Philippe Cornet
Philippe Cornet Journaliste musique

Jesus-Chris Superstar – Héritier vocal de Roy Orbison et des sixties, Chris Isaak est de retour avec un nouvel album splendidement anachronique.

« Mr. Lucky »

Distribué par Warner

A partir de quel moment un style démodédevient-il intemporel? Quand un genre rentre-t-il dans le giron de la maison mère rock au rayon classique? Les questions déboulent naturellement à l’écoute du premier album de matériel original du Californien en sept années. Pour ceux qui ont raté les épisodes précédents, rappelons que le beau Chris (1956) connaît une première flambée de gloire en 1989. Son troisième album ( Heart Shaped World) produit alors Wicked Game, titre tube qui installe la formule isaakienne sur la scène internationale: voix réverbérée dans une infinité de couloirs soniques, mélodies en c£ur d’artichaut et régénérescence d’une forme d’ innocence typique du rock’n’roll sixties. Le single en question est repris en instrumental dans le David Lynch de l’époque ( Sailor et Lula) et fait rougir MTV via un clip archi eighties tourné par Herb Ritts castant le top-model Helena Christensen. On aurait pu en rester là, mais l’animal Isaak devient une star durable – en France surtout – plaçant régulièrement ses morceaux filandreux au cinéma. Lui-même traverse quelques celluloïds et joue finalement son propre rôle romancé dans le Chris Isaak Show sur le câble américain entre 2001 et 2004.

Chris chiale

Dire en 2009 qu’Isaak est attendu relèverait davantage de l’escroquerie médiatique que de la réalité du marché. A contre-courant de 99 % de la production actuelle, débarque donc ce Mr Lucky, gavé de quatorze chansons et d’une sauvage tonicité affichée par le surfeur/boxeur apparemment insensible à la combustion du temps. L’entrée en matière est réussie: Cheater’s Town est une semi-ballade où la voix suppliciée par une mélodie trop belle ne parvient pas à faire oublier le dés-espoir de la sentence,  » I’m riding round this cheater’s town/Every Place I Go/Just Bring Me Down ». Le ton de l’album est donné: si le mélodrame est dans la place, le rock doit se charger de le convoyer jusqu’aux portes de la rédemption.
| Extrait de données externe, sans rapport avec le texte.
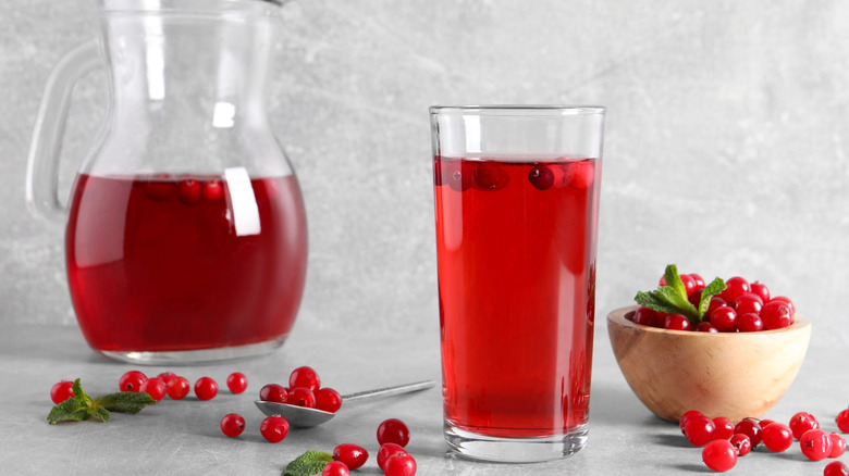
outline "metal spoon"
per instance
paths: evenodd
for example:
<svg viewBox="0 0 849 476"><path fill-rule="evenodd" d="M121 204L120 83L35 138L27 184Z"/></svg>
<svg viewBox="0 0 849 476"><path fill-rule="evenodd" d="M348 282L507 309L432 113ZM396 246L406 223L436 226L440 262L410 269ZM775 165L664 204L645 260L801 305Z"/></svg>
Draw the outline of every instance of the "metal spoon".
<svg viewBox="0 0 849 476"><path fill-rule="evenodd" d="M398 385L395 387L379 388L377 390L366 390L356 393L342 396L343 406L353 401L390 397L399 393L408 393L411 391L424 390L436 385L433 380L417 381L415 384ZM325 412L323 410L308 409L306 406L297 406L288 403L267 402L263 400L255 400L254 403L268 416L280 415L288 421L288 424L295 428L309 428L312 426L321 425L335 416L335 413ZM341 409L340 409L341 410Z"/></svg>

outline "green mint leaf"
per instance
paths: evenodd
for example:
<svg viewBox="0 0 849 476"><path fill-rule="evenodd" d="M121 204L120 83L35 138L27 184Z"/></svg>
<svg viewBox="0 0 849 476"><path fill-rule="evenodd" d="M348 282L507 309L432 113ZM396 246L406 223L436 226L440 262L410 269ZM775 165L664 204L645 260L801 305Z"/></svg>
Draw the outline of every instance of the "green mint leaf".
<svg viewBox="0 0 849 476"><path fill-rule="evenodd" d="M669 306L677 309L677 311L675 311L676 313L684 314L690 321L699 318L699 311L687 299L686 291L684 296L681 296L678 290L670 286L661 286L656 291L654 291L654 295L666 302Z"/></svg>
<svg viewBox="0 0 849 476"><path fill-rule="evenodd" d="M725 290L725 281L721 278L714 278L710 285L702 290L702 297L699 299L699 320L704 321L704 315L707 314L707 306L711 305L711 298Z"/></svg>
<svg viewBox="0 0 849 476"><path fill-rule="evenodd" d="M637 293L633 300L642 306L660 312L665 312L667 314L675 314L676 312L679 312L677 308L667 304L661 298L656 297L654 292L640 291Z"/></svg>
<svg viewBox="0 0 849 476"><path fill-rule="evenodd" d="M51 425L56 425L59 422L82 422L88 416L87 406L83 405L76 398L70 398L53 406L47 415L47 421Z"/></svg>
<svg viewBox="0 0 849 476"><path fill-rule="evenodd" d="M309 450L292 461L283 472L283 476L320 474L331 461L333 461L333 455L327 451Z"/></svg>
<svg viewBox="0 0 849 476"><path fill-rule="evenodd" d="M152 397L144 391L120 391L98 397L95 399L94 404L96 408L102 408L110 412L136 414L145 406L156 402Z"/></svg>
<svg viewBox="0 0 849 476"><path fill-rule="evenodd" d="M684 297L684 300L687 301L687 287L684 286L684 281L678 275L678 266L667 264L663 277L666 279L666 286L673 288L675 292ZM696 306L693 306L693 309L696 309Z"/></svg>

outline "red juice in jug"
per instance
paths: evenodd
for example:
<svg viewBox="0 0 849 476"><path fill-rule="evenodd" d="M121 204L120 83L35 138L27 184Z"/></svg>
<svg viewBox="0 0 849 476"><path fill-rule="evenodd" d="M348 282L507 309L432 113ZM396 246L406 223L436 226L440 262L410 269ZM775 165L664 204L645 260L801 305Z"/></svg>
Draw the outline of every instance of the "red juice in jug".
<svg viewBox="0 0 849 476"><path fill-rule="evenodd" d="M235 181L234 181L235 183ZM79 175L65 236L77 321L100 351L273 341L304 289L307 225L294 175Z"/></svg>
<svg viewBox="0 0 849 476"><path fill-rule="evenodd" d="M445 419L493 437L588 421L601 162L434 159Z"/></svg>

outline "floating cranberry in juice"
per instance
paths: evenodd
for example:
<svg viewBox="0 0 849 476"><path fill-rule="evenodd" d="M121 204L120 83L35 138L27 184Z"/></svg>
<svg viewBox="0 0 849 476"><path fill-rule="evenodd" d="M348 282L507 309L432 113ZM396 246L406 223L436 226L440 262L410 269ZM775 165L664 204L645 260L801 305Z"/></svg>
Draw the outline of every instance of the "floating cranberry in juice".
<svg viewBox="0 0 849 476"><path fill-rule="evenodd" d="M113 356L279 345L300 303L306 230L294 175L82 174L65 248L83 334Z"/></svg>
<svg viewBox="0 0 849 476"><path fill-rule="evenodd" d="M436 156L445 419L507 438L588 421L601 162Z"/></svg>

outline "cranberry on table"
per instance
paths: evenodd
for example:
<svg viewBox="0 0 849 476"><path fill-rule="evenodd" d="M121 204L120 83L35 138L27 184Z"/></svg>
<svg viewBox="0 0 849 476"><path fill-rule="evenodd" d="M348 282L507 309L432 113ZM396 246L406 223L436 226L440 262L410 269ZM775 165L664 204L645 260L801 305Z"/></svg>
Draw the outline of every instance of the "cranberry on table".
<svg viewBox="0 0 849 476"><path fill-rule="evenodd" d="M157 377L161 378L162 381L165 383L165 385L168 385L168 383L171 381L171 379L176 377L176 376L177 375L175 373L173 373L173 372L163 372L163 373L157 375Z"/></svg>
<svg viewBox="0 0 849 476"><path fill-rule="evenodd" d="M259 433L266 440L279 443L288 435L288 421L282 416L269 416L259 425Z"/></svg>
<svg viewBox="0 0 849 476"><path fill-rule="evenodd" d="M715 440L729 440L734 436L734 423L725 416L717 416L713 418L713 424L716 429L713 431L713 439Z"/></svg>
<svg viewBox="0 0 849 476"><path fill-rule="evenodd" d="M378 443L395 443L406 447L409 442L409 428L398 418L384 419L378 426Z"/></svg>
<svg viewBox="0 0 849 476"><path fill-rule="evenodd" d="M282 385L268 384L259 390L259 399L263 402L286 403L288 390Z"/></svg>
<svg viewBox="0 0 849 476"><path fill-rule="evenodd" d="M761 443L761 436L763 429L761 425L754 418L743 418L734 427L735 434L742 434L749 437L752 443L752 448Z"/></svg>
<svg viewBox="0 0 849 476"><path fill-rule="evenodd" d="M234 372L227 376L227 388L233 393L242 393L247 389L247 377L241 372Z"/></svg>
<svg viewBox="0 0 849 476"><path fill-rule="evenodd" d="M822 429L809 429L799 438L802 454L811 461L823 461L832 454L832 437Z"/></svg>
<svg viewBox="0 0 849 476"><path fill-rule="evenodd" d="M734 434L728 441L737 449L738 456L746 456L752 451L752 440L747 435L741 433Z"/></svg>
<svg viewBox="0 0 849 476"><path fill-rule="evenodd" d="M369 452L358 444L342 443L333 449L333 460L345 463L348 469L356 469L362 466L368 459Z"/></svg>
<svg viewBox="0 0 849 476"><path fill-rule="evenodd" d="M315 409L316 394L312 393L312 390L305 387L292 388L288 390L288 394L286 396L286 403Z"/></svg>
<svg viewBox="0 0 849 476"><path fill-rule="evenodd" d="M200 377L195 381L195 394L200 400L212 400L218 394L218 383L211 377Z"/></svg>
<svg viewBox="0 0 849 476"><path fill-rule="evenodd" d="M808 412L798 412L790 417L790 430L793 433L793 438L797 440L802 438L802 435L809 429L816 429L820 427L820 422Z"/></svg>
<svg viewBox="0 0 849 476"><path fill-rule="evenodd" d="M416 474L416 459L409 453L395 453L383 463L386 476L413 476Z"/></svg>
<svg viewBox="0 0 849 476"><path fill-rule="evenodd" d="M288 376L288 388L304 387L311 391L321 388L321 379L312 367L297 367Z"/></svg>
<svg viewBox="0 0 849 476"><path fill-rule="evenodd" d="M394 454L406 453L407 450L404 447L395 443L383 443L378 450L378 467L383 469L383 465L386 463L386 459Z"/></svg>
<svg viewBox="0 0 849 476"><path fill-rule="evenodd" d="M728 471L737 464L737 449L728 440L713 440L702 450L702 461L713 471Z"/></svg>
<svg viewBox="0 0 849 476"><path fill-rule="evenodd" d="M192 386L188 384L188 378L176 376L165 384L165 392L172 400L182 400L186 398Z"/></svg>
<svg viewBox="0 0 849 476"><path fill-rule="evenodd" d="M53 387L50 389L50 400L52 400L53 403L58 405L70 398L74 398L73 381L62 380L53 384Z"/></svg>
<svg viewBox="0 0 849 476"><path fill-rule="evenodd" d="M841 461L833 461L825 465L823 476L849 476L849 466Z"/></svg>
<svg viewBox="0 0 849 476"><path fill-rule="evenodd" d="M221 418L221 433L235 438L245 430L245 418L238 413L227 413Z"/></svg>
<svg viewBox="0 0 849 476"><path fill-rule="evenodd" d="M849 433L849 409L838 413L837 417L835 418L835 423L837 424L837 428L839 428L840 431Z"/></svg>
<svg viewBox="0 0 849 476"><path fill-rule="evenodd" d="M118 381L118 386L121 391L138 391L145 380L147 380L147 376L142 372L130 371L121 376L121 379Z"/></svg>
<svg viewBox="0 0 849 476"><path fill-rule="evenodd" d="M787 451L793 443L793 433L789 426L773 422L763 428L763 446L775 453Z"/></svg>
<svg viewBox="0 0 849 476"><path fill-rule="evenodd" d="M331 461L321 471L321 476L348 476L349 474L348 466L341 461Z"/></svg>
<svg viewBox="0 0 849 476"><path fill-rule="evenodd" d="M161 401L163 398L165 398L168 387L161 378L153 377L145 380L145 383L142 384L142 387L139 387L138 391L144 391L149 394L151 399Z"/></svg>
<svg viewBox="0 0 849 476"><path fill-rule="evenodd" d="M342 396L330 387L320 388L316 392L316 408L330 413L336 413L342 406Z"/></svg>

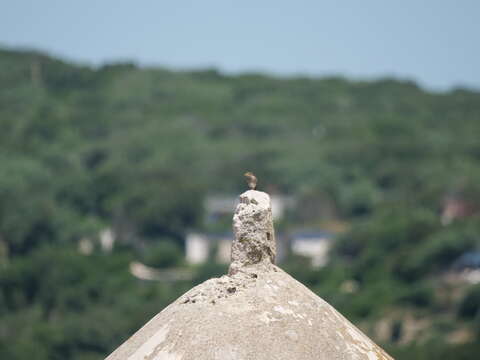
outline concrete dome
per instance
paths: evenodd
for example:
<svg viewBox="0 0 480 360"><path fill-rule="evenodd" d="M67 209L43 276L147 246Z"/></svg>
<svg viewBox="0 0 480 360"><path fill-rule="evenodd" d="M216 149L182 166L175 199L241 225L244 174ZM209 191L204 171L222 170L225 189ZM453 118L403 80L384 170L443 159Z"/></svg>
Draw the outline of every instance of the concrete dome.
<svg viewBox="0 0 480 360"><path fill-rule="evenodd" d="M107 360L392 359L273 264L266 193L240 196L234 232L229 274L188 291Z"/></svg>

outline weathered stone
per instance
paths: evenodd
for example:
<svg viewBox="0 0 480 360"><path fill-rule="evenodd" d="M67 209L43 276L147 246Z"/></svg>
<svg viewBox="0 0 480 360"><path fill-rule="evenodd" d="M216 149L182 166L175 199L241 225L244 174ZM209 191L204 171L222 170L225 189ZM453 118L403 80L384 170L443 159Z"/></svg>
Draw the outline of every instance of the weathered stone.
<svg viewBox="0 0 480 360"><path fill-rule="evenodd" d="M188 291L107 360L392 359L273 264L267 194L241 195L234 231L229 275Z"/></svg>
<svg viewBox="0 0 480 360"><path fill-rule="evenodd" d="M230 275L248 271L251 266L268 270L275 263L275 234L267 193L249 190L240 195L233 215L233 232Z"/></svg>

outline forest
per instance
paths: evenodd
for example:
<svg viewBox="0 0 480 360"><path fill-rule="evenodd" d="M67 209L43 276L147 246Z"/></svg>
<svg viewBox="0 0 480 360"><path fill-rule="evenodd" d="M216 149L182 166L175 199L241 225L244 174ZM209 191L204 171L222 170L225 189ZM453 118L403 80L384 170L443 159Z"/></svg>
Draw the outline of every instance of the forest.
<svg viewBox="0 0 480 360"><path fill-rule="evenodd" d="M103 359L224 274L186 263L184 237L212 226L206 196L240 194L247 170L301 204L278 229L341 228L327 266L290 255L282 268L397 359L477 358L480 284L458 267L480 251L479 91L12 49L0 49L0 358ZM193 276L139 280L132 261Z"/></svg>

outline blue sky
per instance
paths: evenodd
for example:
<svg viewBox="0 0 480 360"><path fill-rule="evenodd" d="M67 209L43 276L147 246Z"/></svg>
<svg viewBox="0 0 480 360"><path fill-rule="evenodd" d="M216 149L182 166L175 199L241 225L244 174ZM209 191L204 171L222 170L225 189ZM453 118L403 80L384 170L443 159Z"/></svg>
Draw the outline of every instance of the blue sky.
<svg viewBox="0 0 480 360"><path fill-rule="evenodd" d="M394 76L480 89L478 0L5 0L0 45L281 76Z"/></svg>

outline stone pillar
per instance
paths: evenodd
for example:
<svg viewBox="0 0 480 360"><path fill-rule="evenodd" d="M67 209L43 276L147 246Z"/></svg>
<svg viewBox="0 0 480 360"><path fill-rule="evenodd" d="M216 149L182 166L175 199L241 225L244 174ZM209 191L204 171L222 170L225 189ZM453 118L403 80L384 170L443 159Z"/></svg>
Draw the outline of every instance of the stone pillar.
<svg viewBox="0 0 480 360"><path fill-rule="evenodd" d="M233 215L233 232L229 274L248 272L249 268L268 270L275 263L275 234L270 196L256 190L240 195Z"/></svg>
Ce qui est beau, ce n’est pas seulement la qualité des envolées mélodiques (sublime You Don’t Cry Like I Do) mais aussi cette voix vespérale incroyablement rêveuse, qui semble se déchirer à chaque refrain, en proie à des vicissitudes à mille kilomètres du chant pop actuel. Chris Isaak chiale autant qu’il ne chante et ce qui passerait normalement pour un insupportable truc de sissy pleureuse partout ailleurs, s’affirme ici comme une splendeur exacerbée de notre spleen commun. Un autre qu’Isaak traquant des vérités aussi basiques que l’amour égrené à la manière d’ un fruit forcément trop mûr, se ridiculiserait gravement, mais l’océan de chagrin et de déception isaakien construit une grandiose matière à surfer. Chris flirte avec le rock aussi à quelques reprises ( Mr Lonely Man, Best I Ever Had), s’offre deux duos OK avec Trisha Yearwood et Michelle Branch, mais il n’est jamais meilleur qu’en garçon de la place, seul face à la noirceur de la mer.